Above him, dimly illuminated, as if by a single candle some distance away, he could make out the form of a low ceiling, crudely made of rough laths and bundles of rushes. The quality of his sight was unmistakably real. This was no dream.
He had been placed on a low bed or pallet, on a mattress made of dried heather or bracken. He became aware that he was completely helpless: he had been zipped into a tightly fitting sleeping-bag and his wrists felt as if they had been bound together.
At that moment he understood where he was and what must have happened to him. The preceding days in the workroom, supper last night, had given no inkling of this; there had been no unusual taste in his food.

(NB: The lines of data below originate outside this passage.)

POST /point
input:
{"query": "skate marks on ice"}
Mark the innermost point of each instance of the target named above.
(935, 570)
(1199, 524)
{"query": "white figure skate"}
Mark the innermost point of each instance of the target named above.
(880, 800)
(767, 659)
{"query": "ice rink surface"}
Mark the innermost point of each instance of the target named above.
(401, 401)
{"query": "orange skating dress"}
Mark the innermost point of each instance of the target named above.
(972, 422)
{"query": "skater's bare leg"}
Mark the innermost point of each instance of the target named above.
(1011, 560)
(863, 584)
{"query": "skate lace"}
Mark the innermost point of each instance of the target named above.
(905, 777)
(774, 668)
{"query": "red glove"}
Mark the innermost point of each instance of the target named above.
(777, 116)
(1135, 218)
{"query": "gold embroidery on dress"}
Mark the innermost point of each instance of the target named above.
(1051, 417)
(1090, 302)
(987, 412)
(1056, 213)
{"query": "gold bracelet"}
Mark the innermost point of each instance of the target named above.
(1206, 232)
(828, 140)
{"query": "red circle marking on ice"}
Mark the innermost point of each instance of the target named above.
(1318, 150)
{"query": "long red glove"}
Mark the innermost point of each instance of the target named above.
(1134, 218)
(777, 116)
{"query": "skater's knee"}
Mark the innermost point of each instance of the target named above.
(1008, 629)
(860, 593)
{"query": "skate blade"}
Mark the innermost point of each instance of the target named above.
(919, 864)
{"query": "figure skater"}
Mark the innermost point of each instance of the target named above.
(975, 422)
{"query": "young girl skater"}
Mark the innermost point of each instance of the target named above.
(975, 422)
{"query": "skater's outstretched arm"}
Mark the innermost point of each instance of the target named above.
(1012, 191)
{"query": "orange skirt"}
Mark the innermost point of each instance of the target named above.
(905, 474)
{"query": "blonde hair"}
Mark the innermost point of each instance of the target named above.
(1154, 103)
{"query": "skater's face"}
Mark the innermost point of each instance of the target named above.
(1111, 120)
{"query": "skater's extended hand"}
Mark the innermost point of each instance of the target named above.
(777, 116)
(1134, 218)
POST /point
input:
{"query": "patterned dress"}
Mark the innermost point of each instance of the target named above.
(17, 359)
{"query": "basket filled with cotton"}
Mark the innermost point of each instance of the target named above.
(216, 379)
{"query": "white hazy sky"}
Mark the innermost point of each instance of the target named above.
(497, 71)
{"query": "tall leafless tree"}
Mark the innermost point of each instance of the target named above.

Each day had followed the same routine, the routine that had been established from the morning of his induction over six months before. During those days he had foolishly begun to feel safe, to imagine, somehow, that he was not after all to be placed in Category Z.
A noise to his left made him turn to the side. The interior extended for three or four metres, ending at a sort of hearth, without a fire. Here a large man was sitting, his back to Routledge, seemingly intent on making or repairing something in his lap. Beside him, on an upturned crate, burned the small oil lamp which was giving its glow to the room.

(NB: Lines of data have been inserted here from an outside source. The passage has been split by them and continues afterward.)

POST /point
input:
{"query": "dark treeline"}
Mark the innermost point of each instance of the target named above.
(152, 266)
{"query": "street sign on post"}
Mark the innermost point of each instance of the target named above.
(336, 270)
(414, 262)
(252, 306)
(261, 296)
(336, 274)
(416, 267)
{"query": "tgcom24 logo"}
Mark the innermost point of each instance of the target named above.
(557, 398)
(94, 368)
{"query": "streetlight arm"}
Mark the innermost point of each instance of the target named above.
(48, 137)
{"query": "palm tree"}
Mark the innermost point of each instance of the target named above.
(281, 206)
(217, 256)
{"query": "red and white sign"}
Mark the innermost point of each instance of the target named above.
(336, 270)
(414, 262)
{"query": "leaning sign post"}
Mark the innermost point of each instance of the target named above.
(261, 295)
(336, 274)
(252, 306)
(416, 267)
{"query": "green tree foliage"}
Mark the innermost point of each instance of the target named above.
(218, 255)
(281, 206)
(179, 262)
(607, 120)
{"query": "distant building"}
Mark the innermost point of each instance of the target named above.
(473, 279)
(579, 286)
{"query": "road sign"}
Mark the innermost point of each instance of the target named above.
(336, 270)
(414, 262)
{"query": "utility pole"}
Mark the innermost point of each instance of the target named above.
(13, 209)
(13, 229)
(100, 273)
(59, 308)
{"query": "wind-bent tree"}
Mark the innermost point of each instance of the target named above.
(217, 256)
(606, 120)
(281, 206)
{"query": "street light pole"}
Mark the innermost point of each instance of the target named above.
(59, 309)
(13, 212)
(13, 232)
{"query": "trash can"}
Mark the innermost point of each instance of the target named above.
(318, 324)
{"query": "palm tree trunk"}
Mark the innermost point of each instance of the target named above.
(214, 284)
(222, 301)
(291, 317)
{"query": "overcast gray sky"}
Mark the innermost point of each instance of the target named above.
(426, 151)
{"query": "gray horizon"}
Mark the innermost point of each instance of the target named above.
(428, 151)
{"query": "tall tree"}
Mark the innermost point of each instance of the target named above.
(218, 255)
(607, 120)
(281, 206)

The fireplace and the walls had been fashioned from irregular blocks of grey stone. Above the hearth, supported on brackets driven into the interstices, ran a warped plank which, laden with a jumble of tins, bits of netting, feathers, plastic canisters, paperbacks, and some dried stalks in a wine bottle, served as the mantelshelf. Similar clutter filled a series of shelves to the right. Between them and the low doorway in the corner there were three or four pegs, each hung with a bulky mass of clothing, including a trawlerman's black plastic raincoat, much the worse for wear.
The man appeared to be sewing.
Perhaps in his terror Routledge had made a slight sound; perhaps the rhythm of his breathing had changed; or perhaps the man had felt, at the nape of his neck, the pressure of Routledge's gaze. Whatever the cause, he glanced over his shoulder and, seeing Routledge awake, immediately got up.
He came nearer. The acrid smell grew stronger. He stopped at a safe distance and, resting a hand on one of the posts supporting the ceiling, bent forward to examine his captive more closely.
"Welcome to Paradise." He spoke in a mild, educated voice, and Routledge began to feel less afraid. "What's your name?"
"Routledge." "First name?" "Anthony."
"Good. It's on your papers, but I have to ask you. You were at Exeter, right?"
"Yes."
"Do you know where you are now?" "Lundy?"
"No. Sert."
Routledge shut his eyes. Christ. O Christ. "Do you think you can manage to walk?" "Yes. I think so."
"You've got to see Mr Appleton." "Who's Mr Appleton?"
The question was not answered. In a more businesslike tone, the man said, "If I let you out of your sleeping-bag you won't try anything, will you?"
Routledge did not fully understand. What was there to "try"? But he nodded, and, apparently satisfied with this response, the man unzipped the bag and helped Routledge to his feet.